WelcomeWelcome | FAQFAQ | DownloadsDownloads | WikiWiki

Author Topic: Best method to check for file changes between directories?  (Read 1831 times)

Offline CentralWare

  • Administrator
  • Hero Member
  • *****
  • Posts: 1652
Best method to check for file changes between directories?
« on: January 30, 2015, 10:10:24 PM »
Due to the excessive lag time brought on by using persistent /home storage while using a flash device with some applications (such as firefox) I've decided to start implementing the means to switch /home/user/cache_dirs over to /tmp so they can operate in memory-only while the machine is running and then copy them back to persistence during the shutdown operation.  The theory and prototype are both sound and increase launch time and operation speed tremendously, but there's a wasteful flaw with putting things back INTO /home on shutdown.

Let's say the user/.cache directory and user/.mozilla directory contain 1,000 files.  During the normal usage of a single day, let's then say 150 of these files actually changed and another 100 were added.  Dumping the entire 1,250 files back to the persistent /home is very wasteful as 850 files are being rewritten which are unnecessary.

Concept #1: Use tar-gz in a fashion similar to filetool.  The primary flaw here is going to be decompression time on boot (when the number of files becomes much greater - they're usually rather small files, just a ton of them) in addition to the extensive number of blocks written to the flash which are otherwise unnecessary. 

Concept #2: The idea here was to have a zipped backup method for "changed" files only (incremental backup) but this tends to become overly complicated for such a small task.

Concept #3: The final decision was to go with an uncompressed incremental method by simply using file comparison (similar to mirroring) where the files from both /home and /tmp are checked for differences and when found, only changed/added files are posted back to /home and the shutdown process will dump the rest.

I was planning to script the entire process, but was wondering (in a non-extension way -- busybox perhaps?) if there were onboard tools which could be utilized for a compare-and-copy?

ie: diff-new /path1/* /path2/* which would result in a file listing showing any files in path1 which are newer (or non-existent) in path2.  This could be piped over to a copy command and life is grand.

If there isn't such a monster within the init image I don't mind writing it; I'm just trying to not reinvent the wheel.  Thanks!
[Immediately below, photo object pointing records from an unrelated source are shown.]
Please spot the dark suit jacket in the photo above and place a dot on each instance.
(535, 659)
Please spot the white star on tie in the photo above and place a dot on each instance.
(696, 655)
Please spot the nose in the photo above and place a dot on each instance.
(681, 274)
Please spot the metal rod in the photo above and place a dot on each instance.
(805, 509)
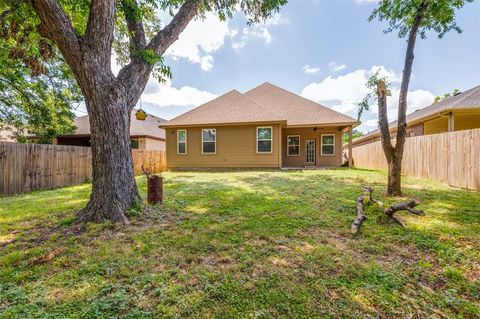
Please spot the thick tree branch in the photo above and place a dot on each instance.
(407, 72)
(408, 206)
(99, 33)
(56, 26)
(135, 75)
(168, 35)
(135, 26)
(383, 120)
(14, 7)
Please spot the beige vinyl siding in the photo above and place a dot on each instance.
(467, 121)
(437, 125)
(154, 144)
(236, 147)
(311, 134)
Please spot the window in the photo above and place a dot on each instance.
(264, 139)
(328, 144)
(134, 144)
(181, 141)
(293, 148)
(209, 141)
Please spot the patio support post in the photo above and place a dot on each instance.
(350, 154)
(451, 122)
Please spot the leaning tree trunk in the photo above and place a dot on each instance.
(394, 185)
(113, 186)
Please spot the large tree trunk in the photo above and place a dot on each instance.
(394, 185)
(394, 154)
(109, 99)
(114, 189)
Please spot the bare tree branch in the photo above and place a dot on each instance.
(56, 26)
(407, 71)
(99, 34)
(134, 25)
(383, 120)
(136, 73)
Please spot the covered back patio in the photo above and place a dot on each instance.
(315, 146)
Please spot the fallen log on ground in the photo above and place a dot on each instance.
(408, 206)
(366, 199)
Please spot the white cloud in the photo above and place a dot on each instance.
(310, 69)
(200, 39)
(335, 67)
(344, 92)
(366, 1)
(164, 94)
(260, 31)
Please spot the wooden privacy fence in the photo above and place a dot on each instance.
(452, 158)
(25, 167)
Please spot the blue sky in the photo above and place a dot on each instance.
(323, 50)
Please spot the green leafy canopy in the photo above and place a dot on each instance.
(371, 84)
(37, 89)
(437, 15)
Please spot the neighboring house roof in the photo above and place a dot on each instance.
(7, 135)
(469, 99)
(149, 127)
(265, 103)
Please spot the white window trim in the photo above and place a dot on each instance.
(321, 144)
(210, 153)
(299, 143)
(178, 142)
(271, 139)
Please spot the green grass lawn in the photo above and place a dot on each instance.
(255, 244)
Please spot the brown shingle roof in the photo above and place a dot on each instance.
(469, 99)
(295, 109)
(149, 127)
(232, 107)
(265, 103)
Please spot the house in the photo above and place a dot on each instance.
(455, 113)
(7, 135)
(143, 134)
(264, 127)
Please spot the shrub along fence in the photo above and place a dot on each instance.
(452, 158)
(25, 167)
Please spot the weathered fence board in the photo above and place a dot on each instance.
(25, 167)
(453, 157)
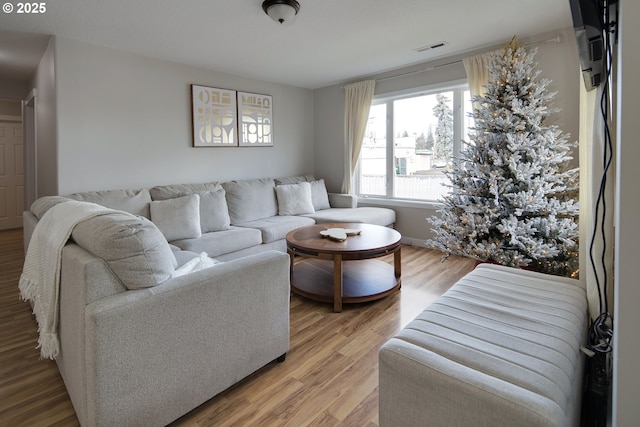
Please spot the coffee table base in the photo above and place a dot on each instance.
(364, 280)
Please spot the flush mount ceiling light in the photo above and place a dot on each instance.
(281, 11)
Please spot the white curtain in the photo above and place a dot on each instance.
(592, 157)
(477, 68)
(357, 101)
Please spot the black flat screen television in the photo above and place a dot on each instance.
(588, 27)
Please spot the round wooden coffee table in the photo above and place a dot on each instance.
(324, 277)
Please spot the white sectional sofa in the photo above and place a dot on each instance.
(140, 344)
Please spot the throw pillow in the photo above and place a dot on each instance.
(319, 195)
(132, 246)
(294, 199)
(177, 218)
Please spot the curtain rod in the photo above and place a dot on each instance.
(556, 39)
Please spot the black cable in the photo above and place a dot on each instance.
(600, 333)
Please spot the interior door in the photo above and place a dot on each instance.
(11, 175)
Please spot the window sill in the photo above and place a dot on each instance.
(405, 203)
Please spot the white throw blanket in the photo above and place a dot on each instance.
(40, 277)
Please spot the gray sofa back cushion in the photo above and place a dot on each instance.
(133, 247)
(249, 200)
(214, 213)
(132, 201)
(43, 204)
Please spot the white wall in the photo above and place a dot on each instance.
(44, 82)
(626, 374)
(124, 121)
(558, 62)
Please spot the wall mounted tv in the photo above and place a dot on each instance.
(588, 18)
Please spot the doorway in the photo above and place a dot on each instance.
(11, 172)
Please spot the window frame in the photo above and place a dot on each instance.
(458, 87)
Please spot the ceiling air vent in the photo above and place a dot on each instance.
(430, 47)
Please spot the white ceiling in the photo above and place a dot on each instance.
(330, 41)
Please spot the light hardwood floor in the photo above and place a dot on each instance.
(330, 376)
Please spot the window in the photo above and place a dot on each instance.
(410, 141)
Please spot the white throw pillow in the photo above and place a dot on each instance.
(177, 218)
(319, 195)
(294, 199)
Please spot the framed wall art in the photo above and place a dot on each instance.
(214, 117)
(255, 120)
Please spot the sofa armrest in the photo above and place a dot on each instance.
(338, 200)
(154, 354)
EDIT: I've tried diff -qr /tmp/home/tc/.cache /home/tc/.cache and don't get any results, thus I have to assume somewhere I'm either doing something wrong or that it's not "diffing" what I'm intending.
« Last Edit: January 30, 2015, 10:16:22 PM by centralware »
Over 90% of all computer problems can be traced back to the interface between the keyboard and the chair

Offline Rich

  • Administrator
  • Hero Member
  • *****
  • Posts: 11178
Re: Best method to check for file changes between directories?
« Reply #1 on: January 30, 2015, 10:41:22 PM »
Hi centralware
I think something like  rsync  may be what you are looking for.

Offline CentralWare

  • Administrator
  • Hero Member
  • *****
  • Posts: 1652
Re: Best method to check for file changes between directories?
« Reply #2 on: January 30, 2015, 11:14:10 PM »
@Rich: Yes, rsync was considered, but being that it's not "in the box" (extension) I was trying to avoid third party if at all possible and maintain dependency-less.  Since we have busybox-httpd and wget as pre-install items on all of our images, I even considered going the mirror direction using the httpd as the reference point, but that just seemed horribly wasteful (resource, memory and time.)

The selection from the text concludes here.